ELF Shared Library Injection Forensics - luu
http://backtrace.io/blog/blog/2016/04/22/elf-shared-library-injection-forensics/
======
loeg
> We cannot rule out possible infection methods, but it is highly unlikely
> that attackers will reliably insert a phony DT_NEEDED entry that is
> contiguous with the ones generated by the linker.

It seems pretty trivial to delete the DT_DEBUG entry, shift the entries in
front of it forward by one, and then add a (now contiguous) DT_NEEDED entry.
That shouldn't affect the offset of the GOT/PLT segment.

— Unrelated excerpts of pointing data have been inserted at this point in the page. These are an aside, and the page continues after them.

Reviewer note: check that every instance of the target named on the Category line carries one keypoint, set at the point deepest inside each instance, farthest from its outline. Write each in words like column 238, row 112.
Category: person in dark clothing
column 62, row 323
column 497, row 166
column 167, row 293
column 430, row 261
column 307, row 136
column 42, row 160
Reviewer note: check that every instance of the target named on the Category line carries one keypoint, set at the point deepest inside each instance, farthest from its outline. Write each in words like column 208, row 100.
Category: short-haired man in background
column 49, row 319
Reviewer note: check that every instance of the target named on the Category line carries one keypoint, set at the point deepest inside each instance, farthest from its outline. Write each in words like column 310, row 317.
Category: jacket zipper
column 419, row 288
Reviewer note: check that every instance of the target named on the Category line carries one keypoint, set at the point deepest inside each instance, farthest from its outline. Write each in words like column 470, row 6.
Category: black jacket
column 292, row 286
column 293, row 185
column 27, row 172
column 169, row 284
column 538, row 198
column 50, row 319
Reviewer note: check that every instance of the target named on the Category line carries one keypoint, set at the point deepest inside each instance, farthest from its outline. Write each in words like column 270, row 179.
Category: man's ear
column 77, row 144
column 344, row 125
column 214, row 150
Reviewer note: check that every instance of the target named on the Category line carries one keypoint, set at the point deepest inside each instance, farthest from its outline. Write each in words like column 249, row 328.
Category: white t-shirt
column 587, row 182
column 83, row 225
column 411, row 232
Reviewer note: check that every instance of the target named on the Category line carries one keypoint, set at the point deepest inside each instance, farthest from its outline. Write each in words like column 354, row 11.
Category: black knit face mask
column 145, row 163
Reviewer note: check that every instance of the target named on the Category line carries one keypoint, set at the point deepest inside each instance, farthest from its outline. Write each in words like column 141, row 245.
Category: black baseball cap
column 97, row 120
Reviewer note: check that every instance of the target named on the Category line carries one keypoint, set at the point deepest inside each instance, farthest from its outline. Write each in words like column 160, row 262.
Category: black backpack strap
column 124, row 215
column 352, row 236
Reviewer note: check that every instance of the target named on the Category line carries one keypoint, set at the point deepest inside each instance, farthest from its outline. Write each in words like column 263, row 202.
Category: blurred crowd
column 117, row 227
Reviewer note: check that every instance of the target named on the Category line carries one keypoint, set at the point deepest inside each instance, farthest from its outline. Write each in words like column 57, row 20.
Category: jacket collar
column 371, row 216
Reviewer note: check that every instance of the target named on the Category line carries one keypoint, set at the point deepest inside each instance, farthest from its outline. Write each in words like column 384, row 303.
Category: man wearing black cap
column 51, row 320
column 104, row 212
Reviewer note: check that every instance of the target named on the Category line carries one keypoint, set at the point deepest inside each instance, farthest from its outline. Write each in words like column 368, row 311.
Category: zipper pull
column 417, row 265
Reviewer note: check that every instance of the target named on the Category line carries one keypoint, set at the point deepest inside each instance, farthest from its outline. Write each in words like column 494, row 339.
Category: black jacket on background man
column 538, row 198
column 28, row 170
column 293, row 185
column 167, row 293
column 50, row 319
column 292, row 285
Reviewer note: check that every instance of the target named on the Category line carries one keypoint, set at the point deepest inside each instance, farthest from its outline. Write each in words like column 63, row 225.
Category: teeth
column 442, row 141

Edit: The Saruman backdoor injection detection at the end seems pretty
simplistic too. E.g. on FreeBSD you could arrive at the same data with just
`procstat -kk pid_of_host`.

------
elfmaster
Yes, you have made a good point. You could delete DT_DEBUG and shift the
entries forward by one. However this would also likely open up another door
for heuristics, since having no DT_DEBUG entry is suspicious. As far as
procstat goes; the real point that was being conveyed shown in the bottom
pane: "Unknown shared object:", the stack frame information was just a side
note. In the blog post I didn't make this very clear though since I only
pointed out the pane with the stack frames. Thank you.